A colleague at the University of Pennsylvania makes this point that the average American parent has not seen measles. They probably haven’t seen chickenpox or mumps because of the vaccine. They consent to give their children these vaccines because they are assured that the vaccines are safe and efficacious. That is the thing that we hold as vaccine developers to a high standard. People trust us that these vaccines are going to work and that they’re not going to harm people. When you think about a COVID vaccine and you think about cutting corners, rushing, or approvals that haven’t met all of the FDA rules and regulations, it makes you worry that maybe we’re slipping in terms of that commitment to safety and efficacy.

The Head of the FDA, Dr. Hahn, published a paper in the Journal of the American Medical Association that says, “We will not stint on safety.” It’s the basis for their credibility. The reputation that the US FDA has worldwide is a highly stringent national regulatory authority. If it’s something that the FDA says is true, that it’s going to be safe and effective, they don’t want to lose that. They’re nervous when people talk about, “We’re going to expedite this. We’re going to issue the approval at a certain date.” Until we see the data and we know that it’s safe and effective, I don’t think they’ll want to do it.

It’s interesting because before I sold Cipro, we had a drug called Omniflox that they had approved by the FDA, which was similar to Cipro. It looked great but when it got on the market, we saw some issues. They had to take it off. You don’t know what you’re going to see. I’m thinking about the FDA and the WHO. I remember the drugs that we would sell. Maybe a dose would be something here in the US but would become something different in different countries. When you do a vaccine like this, is it the same throughout the world? Is it different like it is with pharmaceuticals where it can vary from country to country?

It depends on the company. Typically, a company that makes a vaccine is going to make one form. The reason is that vaccines are biologicals. They’re also given to healthy people to keep them healthy. The standard for establishing safety and efficacy is slightly different. A phase three trial with a vaccine is not a few hundred people or 1,000 people. It’s at least 3,000. That’s both the WHO and FDA minimum standard but it can involve tens of thousands of people. The COVID trials are between 20,000 and 40,000. There have been larger trials. Our HIV vaccine trial was not a true phase three, but a 2b trial, with 16,000 people. That helps you to establish a broad baseline for side effects in a normal population. Typically, anything over 3,000 gives you a good read on rare side effects.

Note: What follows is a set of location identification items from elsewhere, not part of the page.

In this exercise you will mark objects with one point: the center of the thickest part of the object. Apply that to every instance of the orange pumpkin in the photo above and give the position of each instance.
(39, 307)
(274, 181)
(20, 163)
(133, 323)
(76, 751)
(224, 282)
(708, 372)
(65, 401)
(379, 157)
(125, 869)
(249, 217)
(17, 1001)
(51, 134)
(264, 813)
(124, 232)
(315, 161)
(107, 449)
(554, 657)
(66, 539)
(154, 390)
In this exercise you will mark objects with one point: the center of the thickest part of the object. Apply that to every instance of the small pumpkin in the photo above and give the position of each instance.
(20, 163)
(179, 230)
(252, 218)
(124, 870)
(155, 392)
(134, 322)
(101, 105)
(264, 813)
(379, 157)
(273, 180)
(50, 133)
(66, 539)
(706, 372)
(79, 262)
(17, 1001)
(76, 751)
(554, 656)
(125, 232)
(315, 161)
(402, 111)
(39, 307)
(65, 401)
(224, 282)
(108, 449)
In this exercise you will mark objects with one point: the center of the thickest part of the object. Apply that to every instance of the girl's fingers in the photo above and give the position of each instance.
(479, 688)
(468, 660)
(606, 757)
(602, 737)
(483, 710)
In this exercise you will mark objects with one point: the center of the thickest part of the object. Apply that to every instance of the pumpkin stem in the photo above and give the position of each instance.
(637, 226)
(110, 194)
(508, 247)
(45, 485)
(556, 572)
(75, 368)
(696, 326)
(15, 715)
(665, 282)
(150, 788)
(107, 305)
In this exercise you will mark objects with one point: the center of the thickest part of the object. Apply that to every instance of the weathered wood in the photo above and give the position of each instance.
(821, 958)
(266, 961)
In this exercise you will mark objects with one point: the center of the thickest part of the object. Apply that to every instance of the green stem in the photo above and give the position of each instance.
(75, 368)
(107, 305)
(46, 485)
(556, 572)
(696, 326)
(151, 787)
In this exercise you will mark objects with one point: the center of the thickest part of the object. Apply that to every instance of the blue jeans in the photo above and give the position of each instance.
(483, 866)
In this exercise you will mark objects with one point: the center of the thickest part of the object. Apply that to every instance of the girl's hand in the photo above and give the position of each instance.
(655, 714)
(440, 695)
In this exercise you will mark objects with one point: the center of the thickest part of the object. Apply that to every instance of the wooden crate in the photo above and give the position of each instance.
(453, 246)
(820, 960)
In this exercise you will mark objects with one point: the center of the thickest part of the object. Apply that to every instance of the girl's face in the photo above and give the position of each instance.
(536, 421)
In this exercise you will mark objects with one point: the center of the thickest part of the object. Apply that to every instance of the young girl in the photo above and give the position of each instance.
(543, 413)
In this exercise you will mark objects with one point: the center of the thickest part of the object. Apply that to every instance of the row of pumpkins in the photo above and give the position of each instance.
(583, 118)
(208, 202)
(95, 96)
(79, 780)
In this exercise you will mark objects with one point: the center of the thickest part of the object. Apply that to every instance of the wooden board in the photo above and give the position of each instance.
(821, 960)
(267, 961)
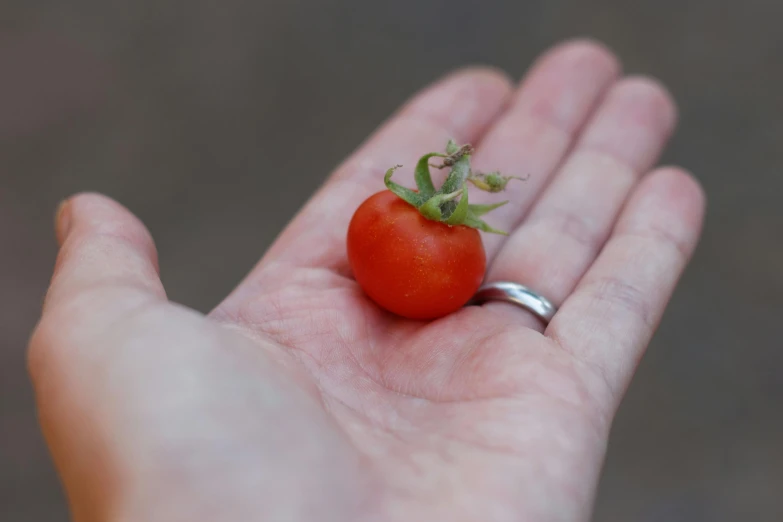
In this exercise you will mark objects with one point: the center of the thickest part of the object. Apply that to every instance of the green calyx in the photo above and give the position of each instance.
(449, 204)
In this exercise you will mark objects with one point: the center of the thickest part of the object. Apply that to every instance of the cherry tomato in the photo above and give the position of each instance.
(410, 265)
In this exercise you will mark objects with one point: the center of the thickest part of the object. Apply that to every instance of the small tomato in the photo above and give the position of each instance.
(418, 253)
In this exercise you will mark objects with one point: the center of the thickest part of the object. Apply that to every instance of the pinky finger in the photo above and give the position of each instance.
(610, 318)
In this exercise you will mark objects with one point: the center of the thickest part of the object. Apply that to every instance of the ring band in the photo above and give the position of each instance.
(517, 294)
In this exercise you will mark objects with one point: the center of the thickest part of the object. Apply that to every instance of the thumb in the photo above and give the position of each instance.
(106, 267)
(106, 271)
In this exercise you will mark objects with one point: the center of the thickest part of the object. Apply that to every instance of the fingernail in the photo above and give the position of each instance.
(62, 221)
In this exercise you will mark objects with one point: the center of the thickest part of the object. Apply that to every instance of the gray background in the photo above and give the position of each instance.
(214, 121)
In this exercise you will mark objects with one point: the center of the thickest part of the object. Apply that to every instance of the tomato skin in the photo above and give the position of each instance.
(410, 265)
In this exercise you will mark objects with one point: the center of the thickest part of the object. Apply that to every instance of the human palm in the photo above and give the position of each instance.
(298, 399)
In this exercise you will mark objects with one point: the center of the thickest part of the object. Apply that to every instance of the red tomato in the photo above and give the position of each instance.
(410, 265)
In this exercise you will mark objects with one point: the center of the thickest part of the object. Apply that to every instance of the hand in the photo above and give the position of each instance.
(298, 399)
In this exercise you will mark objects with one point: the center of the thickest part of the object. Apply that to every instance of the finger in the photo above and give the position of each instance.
(609, 319)
(532, 138)
(569, 224)
(461, 107)
(107, 267)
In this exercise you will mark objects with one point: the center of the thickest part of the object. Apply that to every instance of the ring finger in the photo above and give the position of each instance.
(571, 221)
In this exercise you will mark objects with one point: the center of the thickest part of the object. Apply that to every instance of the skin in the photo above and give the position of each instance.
(410, 265)
(298, 399)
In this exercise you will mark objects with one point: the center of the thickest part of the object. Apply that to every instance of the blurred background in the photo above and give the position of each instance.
(214, 121)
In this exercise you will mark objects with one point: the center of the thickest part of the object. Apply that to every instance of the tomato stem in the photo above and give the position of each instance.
(441, 204)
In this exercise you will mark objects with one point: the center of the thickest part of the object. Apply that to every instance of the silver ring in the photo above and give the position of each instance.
(517, 294)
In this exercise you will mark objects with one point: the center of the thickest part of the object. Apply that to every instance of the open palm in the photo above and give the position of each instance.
(299, 399)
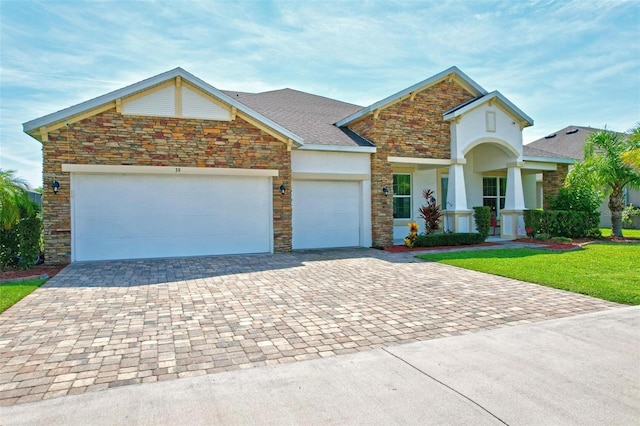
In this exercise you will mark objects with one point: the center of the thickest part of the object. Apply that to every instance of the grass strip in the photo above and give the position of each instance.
(11, 293)
(606, 271)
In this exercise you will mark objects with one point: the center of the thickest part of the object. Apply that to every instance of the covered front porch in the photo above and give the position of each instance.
(489, 174)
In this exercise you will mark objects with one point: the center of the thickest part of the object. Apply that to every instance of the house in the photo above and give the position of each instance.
(569, 143)
(172, 166)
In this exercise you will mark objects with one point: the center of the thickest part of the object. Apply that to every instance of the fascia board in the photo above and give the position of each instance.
(549, 160)
(339, 148)
(451, 114)
(409, 90)
(148, 83)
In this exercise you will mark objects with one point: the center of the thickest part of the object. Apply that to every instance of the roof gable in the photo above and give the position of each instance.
(452, 73)
(310, 116)
(204, 96)
(567, 142)
(494, 97)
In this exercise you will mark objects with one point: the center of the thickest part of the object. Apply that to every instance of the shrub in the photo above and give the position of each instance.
(448, 239)
(628, 213)
(482, 216)
(594, 233)
(29, 230)
(430, 212)
(9, 251)
(533, 221)
(20, 245)
(410, 239)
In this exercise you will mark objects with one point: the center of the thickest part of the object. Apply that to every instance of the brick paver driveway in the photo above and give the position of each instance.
(105, 324)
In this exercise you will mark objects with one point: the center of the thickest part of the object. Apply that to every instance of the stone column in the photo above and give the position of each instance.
(512, 216)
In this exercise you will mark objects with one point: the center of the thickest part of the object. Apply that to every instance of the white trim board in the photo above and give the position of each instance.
(168, 170)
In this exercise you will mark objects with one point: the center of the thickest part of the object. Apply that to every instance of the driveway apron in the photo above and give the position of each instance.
(100, 325)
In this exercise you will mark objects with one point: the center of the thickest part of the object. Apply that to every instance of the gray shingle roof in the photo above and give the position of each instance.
(568, 143)
(307, 115)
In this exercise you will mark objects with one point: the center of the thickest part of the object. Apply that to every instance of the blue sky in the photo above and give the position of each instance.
(561, 62)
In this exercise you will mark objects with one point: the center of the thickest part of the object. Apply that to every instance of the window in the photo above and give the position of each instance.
(494, 193)
(402, 196)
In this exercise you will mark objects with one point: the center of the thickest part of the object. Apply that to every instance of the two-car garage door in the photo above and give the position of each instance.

There is one thing that we can’t predict. This is where continued follow-up and careful attention to safety is important for vaccines. We’re pretty sure that we vaccinate people in a phase three trial. Thousands to tens of thousands of people are followed for a year or two, and a vaccine appears safe. What we don’t know is maybe 3, 4, or 5 years as the immune responses, the defensive response against the vaccine begins to decrease. Are we going to see something bad happen? That actually happened with one of the Sanofi vaccines, a vaccine against the viral disease called dengue. It turns out that it looks great in year 1 and 2. After year two, we started to see maybe as a suggestion that there might be a worse disease in people who had never been exposed to dengue before. As a result, the company intensified its effort to understand that question. They answered it definitively that in fact, there was a problem. They had to change the recommendations. This is a vaccine that was in thousands of people in order to try to evaluate the fact that it was safe and effective. It wasn’t until much later that side effects appeared. They commit to initial safety and efficacy, and they also have to commit to the longer term.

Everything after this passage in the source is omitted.